C isn't difficult to parse, so you could probably automate splitting of C source files on e.g. function boundaries.

But then again, with a single-pass compiler, it shouldn't matter how large the input is, no? I know there are forks of tcc with ARM support...

kragen · on March 16, 2022

You probably know all this, but it may interest other people:

Declarations change the parsing of C, so even a single-pass compiler needs to keep the declarations in memory somehow; cases like `foo * bar;` can be legally parsed as either a declaration of `bar` of type `foo*` or a (useless but legal) void-context multiplication of `foo` and `bar`, depending on whether `foo` has been declared as a type with typedef.
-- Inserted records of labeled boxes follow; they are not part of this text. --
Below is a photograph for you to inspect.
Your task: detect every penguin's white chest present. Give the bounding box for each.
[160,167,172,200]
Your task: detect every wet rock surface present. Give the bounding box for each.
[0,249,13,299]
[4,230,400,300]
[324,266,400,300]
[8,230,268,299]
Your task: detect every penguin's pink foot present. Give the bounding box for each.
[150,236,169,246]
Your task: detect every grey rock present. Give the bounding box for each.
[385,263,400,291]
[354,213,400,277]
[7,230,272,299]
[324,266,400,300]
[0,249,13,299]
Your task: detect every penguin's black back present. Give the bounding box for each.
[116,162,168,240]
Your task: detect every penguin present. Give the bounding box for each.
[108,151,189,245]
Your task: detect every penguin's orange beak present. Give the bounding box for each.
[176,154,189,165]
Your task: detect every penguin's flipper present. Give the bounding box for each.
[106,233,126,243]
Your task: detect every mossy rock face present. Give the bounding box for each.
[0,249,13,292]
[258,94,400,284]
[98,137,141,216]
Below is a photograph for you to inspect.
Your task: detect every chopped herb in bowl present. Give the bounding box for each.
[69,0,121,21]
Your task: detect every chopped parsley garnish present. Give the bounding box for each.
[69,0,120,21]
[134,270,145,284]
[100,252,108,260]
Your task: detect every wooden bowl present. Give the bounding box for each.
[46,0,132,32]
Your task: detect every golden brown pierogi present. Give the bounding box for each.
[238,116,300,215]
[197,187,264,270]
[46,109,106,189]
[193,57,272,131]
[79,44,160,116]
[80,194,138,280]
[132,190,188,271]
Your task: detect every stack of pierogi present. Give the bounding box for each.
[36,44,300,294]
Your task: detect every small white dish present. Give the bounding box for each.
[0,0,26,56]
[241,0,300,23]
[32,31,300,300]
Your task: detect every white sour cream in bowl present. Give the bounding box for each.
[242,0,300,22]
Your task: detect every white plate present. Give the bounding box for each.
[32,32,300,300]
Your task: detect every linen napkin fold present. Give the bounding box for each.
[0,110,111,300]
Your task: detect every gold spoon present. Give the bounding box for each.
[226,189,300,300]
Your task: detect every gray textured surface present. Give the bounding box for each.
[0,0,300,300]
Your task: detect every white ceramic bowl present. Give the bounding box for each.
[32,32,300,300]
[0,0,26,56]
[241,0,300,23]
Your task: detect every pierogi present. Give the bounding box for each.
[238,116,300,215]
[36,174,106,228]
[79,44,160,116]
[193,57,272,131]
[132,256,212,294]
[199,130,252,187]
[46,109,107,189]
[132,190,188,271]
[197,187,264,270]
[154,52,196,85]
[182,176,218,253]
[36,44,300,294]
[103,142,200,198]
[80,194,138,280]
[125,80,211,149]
Plus, of course, preprocessor macros can do arbitrary things. In PDP-11 C days it was common to put declarations of library functions directly into your code (with, of course, no argument types, since those didn't appear until ANSI C) instead of in a header file, and the header files were very small. Nowadays header files can be enormous, to the point that tokenizing them is often the bottleneck for (non-parallel) C compilation speed; often we even include extra totally unnecessary header files to facilitate sharing precompiled headers across C source files.
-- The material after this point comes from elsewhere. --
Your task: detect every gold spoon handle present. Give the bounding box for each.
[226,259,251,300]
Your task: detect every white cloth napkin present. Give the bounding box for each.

So I think it probably isn't straightforward to enable small computers to compile current C codebases like Linux.

tcc, however, would be an excellent thing to start with if you were going to try it.

int_19h · on March 17, 2022

I imagined a separate pass for the preprocessor, where the state would only be #defines and the current stack of #if blocks. Thus compiler would only have to keep track of type declarations and globals (including functions). With some effort, it should be possible to encode this quite efficiently in memory, especially if strings are interned (or better yet, if the arch can do mmap, sliced directly from the mapped source). Looking at tcc, it's somewhat profligate in that compound types are described using pointer-based trees, so e.g. function declarations can blow up in size pretty fast.

kragen · on March 17, 2022

Yeah, definitely running the preprocessor as a separate process eases the memory pressure — I think Unix's pipeline structure was really key to getting so much functionality into a PDP-11, where each process was limited to 16 bits of address space.

Pointer-based trees seem like a natural way to handle compound types to me, but it's true that they can be bulky. Hash consing might keep that manageable. An alternative would be to represent types as some kind of stack bytecode: T_INT32 T_PTR T_PTR T_ARRAY 32 T_PTR T_INT32 T_FN or something for the type of int f(int *(*)[32]) or something (assuming int is int32_t). That would be only 11 bytes, assuming the array size is 4 bytes, but kind of a pain in the ass to compute with.

Interned strings — pointers to a symbol object or indexes into a symbol array — can be bigger than the underlying byte data. Slices of an mmap can be even bigger. This is of course silly when you have one of them in isolation — you need a pointer to it anyway — but it can start to add up when you have a bunch of them concatenated, like in a macro definition where you have a mixture of literal text and parameter references.